Phloeotribus scarabaeoides

Phloeotribus scarabaeoides

The Fleotribo (Phloeotribus scarabaeoides Bern 1788) is a small beetle belonging to the Curculionidae family.

Systematics –
From a systematic point of view, it belongs to the Eukaryota Domain, Animalia Kingdom, Subgenus Eumetazoa, Phylum Arthropoda, Subphylum Tracheata, Superclass Hexapoda, Class Insecta, Subclass Pterygota, Cohort Endopterygota, Superorder Oligoneoptera, Section Coleopteroidea, Coleoptera Order, Superfamily \ t Curculionoidea, Curculionidae Family, Subfamily Scolytinae and then to the Genus Phloeotribus and to the P. scarabaeoides Species.

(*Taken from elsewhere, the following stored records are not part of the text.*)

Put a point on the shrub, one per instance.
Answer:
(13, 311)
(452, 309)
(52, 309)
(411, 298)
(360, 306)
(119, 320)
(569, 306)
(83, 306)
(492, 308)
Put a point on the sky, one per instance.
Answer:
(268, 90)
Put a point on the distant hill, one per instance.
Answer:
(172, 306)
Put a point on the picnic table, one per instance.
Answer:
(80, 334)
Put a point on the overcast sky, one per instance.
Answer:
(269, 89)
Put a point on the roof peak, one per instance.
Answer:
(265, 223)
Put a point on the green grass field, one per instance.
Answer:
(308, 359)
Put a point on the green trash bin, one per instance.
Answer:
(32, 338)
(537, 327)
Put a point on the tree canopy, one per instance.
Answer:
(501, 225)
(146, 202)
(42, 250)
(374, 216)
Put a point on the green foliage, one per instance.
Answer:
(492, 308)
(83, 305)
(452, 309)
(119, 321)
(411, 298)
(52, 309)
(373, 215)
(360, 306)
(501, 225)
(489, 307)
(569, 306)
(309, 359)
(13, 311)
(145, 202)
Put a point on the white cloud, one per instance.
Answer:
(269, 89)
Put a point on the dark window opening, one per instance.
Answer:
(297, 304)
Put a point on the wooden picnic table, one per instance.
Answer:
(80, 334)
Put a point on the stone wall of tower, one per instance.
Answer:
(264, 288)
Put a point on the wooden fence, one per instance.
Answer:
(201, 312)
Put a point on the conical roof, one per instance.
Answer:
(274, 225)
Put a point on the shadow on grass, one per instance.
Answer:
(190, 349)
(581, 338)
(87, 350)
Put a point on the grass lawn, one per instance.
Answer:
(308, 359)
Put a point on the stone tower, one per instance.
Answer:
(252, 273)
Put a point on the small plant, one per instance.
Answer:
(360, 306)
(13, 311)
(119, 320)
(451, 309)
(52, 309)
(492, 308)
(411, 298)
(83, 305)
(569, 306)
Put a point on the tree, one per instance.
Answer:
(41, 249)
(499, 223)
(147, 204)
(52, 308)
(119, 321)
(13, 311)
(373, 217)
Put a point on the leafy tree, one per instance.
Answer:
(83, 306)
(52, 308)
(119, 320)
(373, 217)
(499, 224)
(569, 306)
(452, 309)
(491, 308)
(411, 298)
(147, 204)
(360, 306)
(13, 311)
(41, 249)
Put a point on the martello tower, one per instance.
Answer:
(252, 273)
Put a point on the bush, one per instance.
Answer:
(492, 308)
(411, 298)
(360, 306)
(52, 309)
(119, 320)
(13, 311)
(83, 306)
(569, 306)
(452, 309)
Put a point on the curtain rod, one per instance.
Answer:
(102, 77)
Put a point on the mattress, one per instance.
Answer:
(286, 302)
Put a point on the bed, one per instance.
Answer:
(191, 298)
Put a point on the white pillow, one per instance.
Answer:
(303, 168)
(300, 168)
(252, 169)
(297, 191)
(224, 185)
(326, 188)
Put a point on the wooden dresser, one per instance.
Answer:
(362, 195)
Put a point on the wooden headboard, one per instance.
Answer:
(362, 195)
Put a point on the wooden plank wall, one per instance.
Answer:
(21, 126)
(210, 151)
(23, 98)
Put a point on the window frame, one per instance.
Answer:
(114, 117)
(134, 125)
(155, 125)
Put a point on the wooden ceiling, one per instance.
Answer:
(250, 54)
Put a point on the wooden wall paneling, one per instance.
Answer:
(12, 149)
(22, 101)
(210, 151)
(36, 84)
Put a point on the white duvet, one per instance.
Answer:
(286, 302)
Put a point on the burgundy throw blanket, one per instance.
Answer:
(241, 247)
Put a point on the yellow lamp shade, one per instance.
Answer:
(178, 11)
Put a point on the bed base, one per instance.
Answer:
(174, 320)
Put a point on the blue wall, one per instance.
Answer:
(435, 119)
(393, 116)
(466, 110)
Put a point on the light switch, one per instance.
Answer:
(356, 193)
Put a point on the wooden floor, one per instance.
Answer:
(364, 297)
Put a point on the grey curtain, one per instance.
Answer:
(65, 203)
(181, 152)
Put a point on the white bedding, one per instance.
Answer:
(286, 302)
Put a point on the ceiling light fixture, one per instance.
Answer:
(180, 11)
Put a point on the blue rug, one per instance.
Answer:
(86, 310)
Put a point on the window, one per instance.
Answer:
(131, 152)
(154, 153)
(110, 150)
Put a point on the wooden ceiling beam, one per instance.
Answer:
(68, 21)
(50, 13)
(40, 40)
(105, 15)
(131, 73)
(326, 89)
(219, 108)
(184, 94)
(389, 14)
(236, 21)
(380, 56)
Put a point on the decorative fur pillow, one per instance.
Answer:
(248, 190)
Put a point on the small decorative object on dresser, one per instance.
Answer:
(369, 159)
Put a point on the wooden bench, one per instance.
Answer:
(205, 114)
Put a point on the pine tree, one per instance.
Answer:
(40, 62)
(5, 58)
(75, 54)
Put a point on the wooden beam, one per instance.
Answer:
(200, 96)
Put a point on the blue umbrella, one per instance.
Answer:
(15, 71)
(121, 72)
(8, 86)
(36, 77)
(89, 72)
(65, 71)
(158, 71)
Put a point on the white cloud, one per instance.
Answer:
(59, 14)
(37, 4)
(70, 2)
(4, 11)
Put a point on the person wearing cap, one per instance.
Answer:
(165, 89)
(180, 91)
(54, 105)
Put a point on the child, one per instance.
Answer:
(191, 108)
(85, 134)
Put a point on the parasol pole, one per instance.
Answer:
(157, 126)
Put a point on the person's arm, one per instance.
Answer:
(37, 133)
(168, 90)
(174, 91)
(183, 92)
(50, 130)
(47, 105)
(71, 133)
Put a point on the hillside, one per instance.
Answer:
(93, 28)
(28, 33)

Geographical Distribution and Habitat –
The Fleotribo is an insect that lives above all in the Mediterranean and in other temperate areas and its area of ​​diffusion corresponds with that of the cultivation of the olive tree.

Morphology –
The Phloeotribus scarabaeoides is recognized in the various forms as follows:
– The adult looks like a small oval weevil about 2 mm long, with dark color and with two darker spots on each elitra. The antennae flabelli fere with distal part of reddish-brown color. The body is covered with a very dense hairiness.
– The egg is ivory in color, oval of 0.8 mm x 0.5 mm.
– The larva is apode and arched, of a yellowish white color that passes through 5 larval stages and with a 3.5 mm dimension when fully developed.
– The pupa, whose stage is preceded by a preninfal period of inactivity, is whitish in color, but gradually becomes yellowish brown. This is located in a nymphal loggia packed by the old larva at the end of the tunnel.

Attitude and biological cycle –
The Fleotribo hibernates as an adult in the tunnels, in the plant but sometimes it can also winter as a larva. In spring the adults begin to come out and begin to feed themselves, digging feeding galleries, at the armpit of the branches.
Subsequently the galleries are abandoned and the adults are carried on the perished branches and / or on the pruning waste, for the reproduction; the females drill a hole through the bark, enter between the rind and the sapwood and dig two transverse tunnels in which the eggs are laid.
The newly hatched larvae emerge and dig, each, a tunnel perpendicular to the maternal one; after about a month and a half the larva has reached maturity and, at the end of its gallery, it becomes wild.
The period of flicker of the adults, which pierce the bark, is between May and June.
The first generation is generally followed by two others with flickering of adults towards August and then in autumn; the latter are destined to winter.
In general the Fleotribo turns 3 generations a year but in favorable weather conditions they can even reach 4.

Ecological Role –
The Fleotribo is present on the Olive and more rarely on Frassino, Lillà and other host plants.
The adults of the first generation are born and swarm at the beginning of spring on other olive trees, where they generally practice feeding bites at the base of fruit bunches, more rarely than a young branch. In both cases, the attacked elements dry out and die.
The greatest damage is in fact caused by adults who have xylophagous habits; they dig tunnels in the armpit of the twigs (feed tunnels). The attacked branches grow stunted, produce less fruit and often dry up. The presence of the galleries on the Olive also facilitates the presence of the Tripid of the Olive (Liothrips oleae) which finds, in these, a shelter for wintering and oviposition.
The fight against Phloeotribus scarabaeoides is mainly agronomic; it uses practices that tend to reduce the potential for infestation.
In general it is necessary to operate as follows:
– elimination of the affected branches that are burned;
– use of “bait branches”; these are the residues of pruning that are left in the olive grove to attract females during oviposition.
The female eggs on these “bait branches” the branches will then have to be burned within the first half of May before the flicker of the adults.
For more details on the fight against Phloeotribus scarabaeoides, see the following sheet.

Guido Bissanti

– Wikipedia, the free encyclopedia.
– Russo G., 1976. Agrarian Entomology. Special Part. Liguori Editore, Naples.
– Tremblay E., 1997. Applied entomology. Liguori Editore, Naples.